We can have a trie constructed. An additional bookkeeping of the a[0].count.a[count] at the every leaf will give us the answer. In fact, we might even get the answer before finishing constructing the trie!

I think the best way is compare the string with all the strings. This will be fastest since at the first mismatch there is no need to match rest of the words in string & go for next string.

{class M28KStringFinder:

    def __init__(self,text):
        self.text=text
        self.key_str_dict=dict()
        self.key_frq_dict=dict()
    def getInStr(self):
        return self.text

    def isKeyUniq(self,key):
        if self.key_frq_dict.has_key(key):
            if self.key_frq_dict.get(key)==1:
                print key + " is unique"
                print self.key_str_dict.get(key)
            else:
                print key + " was not found or not unique"
    
    def populateHash(self):
        for string in self.text:
            cur_key = string[0]+str(string.__len__())+string[string.__len__()-1]
            self.key_str_dict[cur_key]=string
            if self.key_frq_dict.has_key(cur_key):
                self.key_frq_dict[cur_key]+=1
            else:
                self.key_frq_dict[cur_key]=1
            
list1=['a2w3e4r5ts','p0o9i8u7y6t5rs','s23edf4frcf3l','s23edf4fssa3l']

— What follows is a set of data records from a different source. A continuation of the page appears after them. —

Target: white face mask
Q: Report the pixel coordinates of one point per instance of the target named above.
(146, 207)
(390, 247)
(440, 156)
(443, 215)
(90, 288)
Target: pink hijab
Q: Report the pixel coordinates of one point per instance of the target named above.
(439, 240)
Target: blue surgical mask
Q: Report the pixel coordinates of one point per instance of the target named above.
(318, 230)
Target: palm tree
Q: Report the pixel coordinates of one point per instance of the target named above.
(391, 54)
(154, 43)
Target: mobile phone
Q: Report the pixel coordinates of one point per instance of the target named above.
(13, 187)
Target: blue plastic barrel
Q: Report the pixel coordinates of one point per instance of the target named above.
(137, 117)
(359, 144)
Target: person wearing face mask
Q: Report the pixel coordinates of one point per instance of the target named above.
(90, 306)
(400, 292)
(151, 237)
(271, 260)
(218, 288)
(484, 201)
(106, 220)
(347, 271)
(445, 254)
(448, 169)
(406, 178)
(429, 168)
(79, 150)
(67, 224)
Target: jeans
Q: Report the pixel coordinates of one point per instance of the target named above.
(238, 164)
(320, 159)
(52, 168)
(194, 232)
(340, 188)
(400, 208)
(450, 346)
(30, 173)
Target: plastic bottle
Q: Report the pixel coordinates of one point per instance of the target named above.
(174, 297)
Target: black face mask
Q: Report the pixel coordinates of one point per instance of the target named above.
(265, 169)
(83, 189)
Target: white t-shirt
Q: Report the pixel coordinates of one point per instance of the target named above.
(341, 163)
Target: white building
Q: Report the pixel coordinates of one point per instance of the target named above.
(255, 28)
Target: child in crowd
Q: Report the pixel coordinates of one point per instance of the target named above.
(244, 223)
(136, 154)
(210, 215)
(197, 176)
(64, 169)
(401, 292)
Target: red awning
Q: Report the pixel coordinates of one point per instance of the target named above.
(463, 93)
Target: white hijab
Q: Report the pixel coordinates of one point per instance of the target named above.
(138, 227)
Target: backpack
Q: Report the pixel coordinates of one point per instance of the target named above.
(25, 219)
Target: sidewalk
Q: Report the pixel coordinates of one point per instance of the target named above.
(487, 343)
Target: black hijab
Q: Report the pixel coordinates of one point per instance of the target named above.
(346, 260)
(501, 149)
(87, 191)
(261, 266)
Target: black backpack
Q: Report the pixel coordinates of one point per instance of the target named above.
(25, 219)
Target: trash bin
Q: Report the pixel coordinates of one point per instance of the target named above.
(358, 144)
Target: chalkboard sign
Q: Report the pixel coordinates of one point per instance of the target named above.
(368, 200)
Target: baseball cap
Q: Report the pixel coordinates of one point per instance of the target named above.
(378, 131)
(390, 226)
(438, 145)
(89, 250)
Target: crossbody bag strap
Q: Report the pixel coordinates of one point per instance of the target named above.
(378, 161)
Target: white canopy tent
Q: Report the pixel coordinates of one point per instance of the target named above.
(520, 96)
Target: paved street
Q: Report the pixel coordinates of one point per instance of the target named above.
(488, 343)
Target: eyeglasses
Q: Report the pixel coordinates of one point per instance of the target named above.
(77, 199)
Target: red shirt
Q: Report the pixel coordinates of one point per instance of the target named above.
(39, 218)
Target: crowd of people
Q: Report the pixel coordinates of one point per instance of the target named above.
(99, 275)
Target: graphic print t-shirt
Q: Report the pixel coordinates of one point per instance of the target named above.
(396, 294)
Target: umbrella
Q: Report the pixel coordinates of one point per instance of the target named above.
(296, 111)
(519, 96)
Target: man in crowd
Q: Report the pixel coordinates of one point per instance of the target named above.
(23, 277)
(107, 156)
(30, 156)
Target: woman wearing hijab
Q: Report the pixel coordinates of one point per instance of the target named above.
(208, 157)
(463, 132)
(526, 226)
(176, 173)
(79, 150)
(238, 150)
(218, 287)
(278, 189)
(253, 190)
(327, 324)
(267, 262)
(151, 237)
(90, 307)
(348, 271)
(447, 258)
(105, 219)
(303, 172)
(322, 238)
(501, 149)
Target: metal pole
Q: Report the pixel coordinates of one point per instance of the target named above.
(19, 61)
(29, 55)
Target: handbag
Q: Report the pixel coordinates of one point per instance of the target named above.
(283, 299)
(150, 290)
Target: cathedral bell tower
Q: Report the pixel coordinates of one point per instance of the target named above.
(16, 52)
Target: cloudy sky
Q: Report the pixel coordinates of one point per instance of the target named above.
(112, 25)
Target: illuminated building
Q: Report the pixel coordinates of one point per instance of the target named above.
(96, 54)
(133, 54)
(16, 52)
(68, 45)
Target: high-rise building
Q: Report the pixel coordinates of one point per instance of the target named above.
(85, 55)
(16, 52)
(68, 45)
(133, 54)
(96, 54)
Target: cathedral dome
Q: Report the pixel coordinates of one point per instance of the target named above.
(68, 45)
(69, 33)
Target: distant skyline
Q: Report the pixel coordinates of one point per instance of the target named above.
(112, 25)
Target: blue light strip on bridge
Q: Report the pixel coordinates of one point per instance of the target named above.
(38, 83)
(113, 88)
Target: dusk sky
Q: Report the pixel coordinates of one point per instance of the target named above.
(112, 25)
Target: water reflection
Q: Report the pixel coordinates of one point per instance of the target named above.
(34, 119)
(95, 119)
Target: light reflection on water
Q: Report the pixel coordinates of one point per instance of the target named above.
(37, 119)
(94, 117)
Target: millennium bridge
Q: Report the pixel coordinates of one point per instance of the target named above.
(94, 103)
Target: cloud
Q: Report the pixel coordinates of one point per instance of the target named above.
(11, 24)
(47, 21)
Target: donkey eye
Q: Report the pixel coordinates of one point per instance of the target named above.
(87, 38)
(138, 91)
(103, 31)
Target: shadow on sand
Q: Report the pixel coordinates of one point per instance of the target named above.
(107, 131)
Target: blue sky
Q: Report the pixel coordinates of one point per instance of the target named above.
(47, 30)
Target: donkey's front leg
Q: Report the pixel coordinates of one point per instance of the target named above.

m28KStringFinder = M28KStringFinder(list1)
m28KStringFinder.populateHash()
m28KStringFinder.isKeyUniq('p14s')

I'm think:

# turn the 28 chars in the middle of M28K into bits
bits_target
for s in LIST:
  if len(s) == 30 and s[0] == 'M' and s[29] = 'K':
    # turn the 28 chars in the middle into bits
    bits_current
    # do xor for bits_current and bits_target
    # if result is 0, they are identical, return False
    # otherwise, continue with the next s
# after the LIST is exhausted, return True

boolean checkForUniqueStrings(String str){
 boolean[] char_set = new boolean[128]; //if it is ASCII string.
 for(int i=1; i<str.length()-1; i++){
  int val = str.charAt(i);
  if (char_set[val]){
       return false;
 }
 return true;
   
 }
}

//Time complexity is O(n); space complexity O(1).